Joining the fray are an array of civic organizations that government funded in the past and often still funds. They see the introduction of privatization as a threat to that survival. Ontario, for instance, created Community Care Access Centres (CCACs) several years ago. Each CCAC arranges community care for people, often after discharge from hospital. CCACs provide little care directly. They contract with external providers (home nursing services or homemaking services) to provide the care. Previously these organizations, provided these services through government-funded home care programs.

When CCACs had to negotiate their first contacts for services, however, Ontario required competition for service contracts to be opened to a wider range of applicants, including for-profit providers. Ontario also required CCACs to give particular weight to cost of services in the first round of contracting, so a number of for-profit organizations underbid traditional civic providers like the Victorian Order of Nurses, virtually eliminating them as a presence in some communities.
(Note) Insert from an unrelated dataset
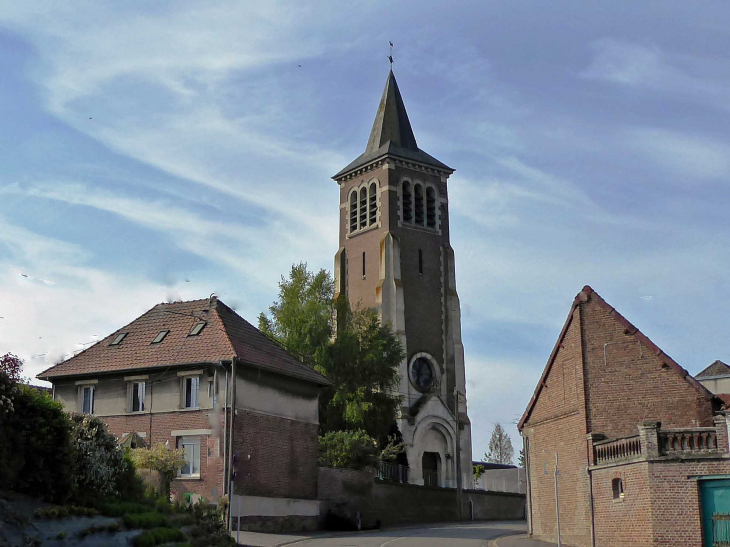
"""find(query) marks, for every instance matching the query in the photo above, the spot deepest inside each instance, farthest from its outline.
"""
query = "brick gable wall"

An irony of health-as-battleground is that health systems are already highly privatized. Most doctors are small business persons or groups operating in a regulated environment, the expanding pharmaceutical share of health costs is almost completely private sector, insurance companies are major private sector players in topping up services, and nursing homes often belong to for-profit chains.

Human resources managers that find their organizations coping with privatization will face HR challenges in several areas:

•HR managers in public organizations may oversee massive downsizing as their organizations are made to look more attractive to private sector buyers, or if the organizations are to survive in a competitive environment for the first time, they will downsize to compete.

•Civic organizations that will compete with for-profit organizations for government service contracts will need to incorporate a competitive edge to their organizational cultures, perhaps balancing off quality and cost more than they have done in the past.

•Workforces will remain apprehensive about potential job loss and deterioration in working conditions caused by competitive streamlining or loss of contracts.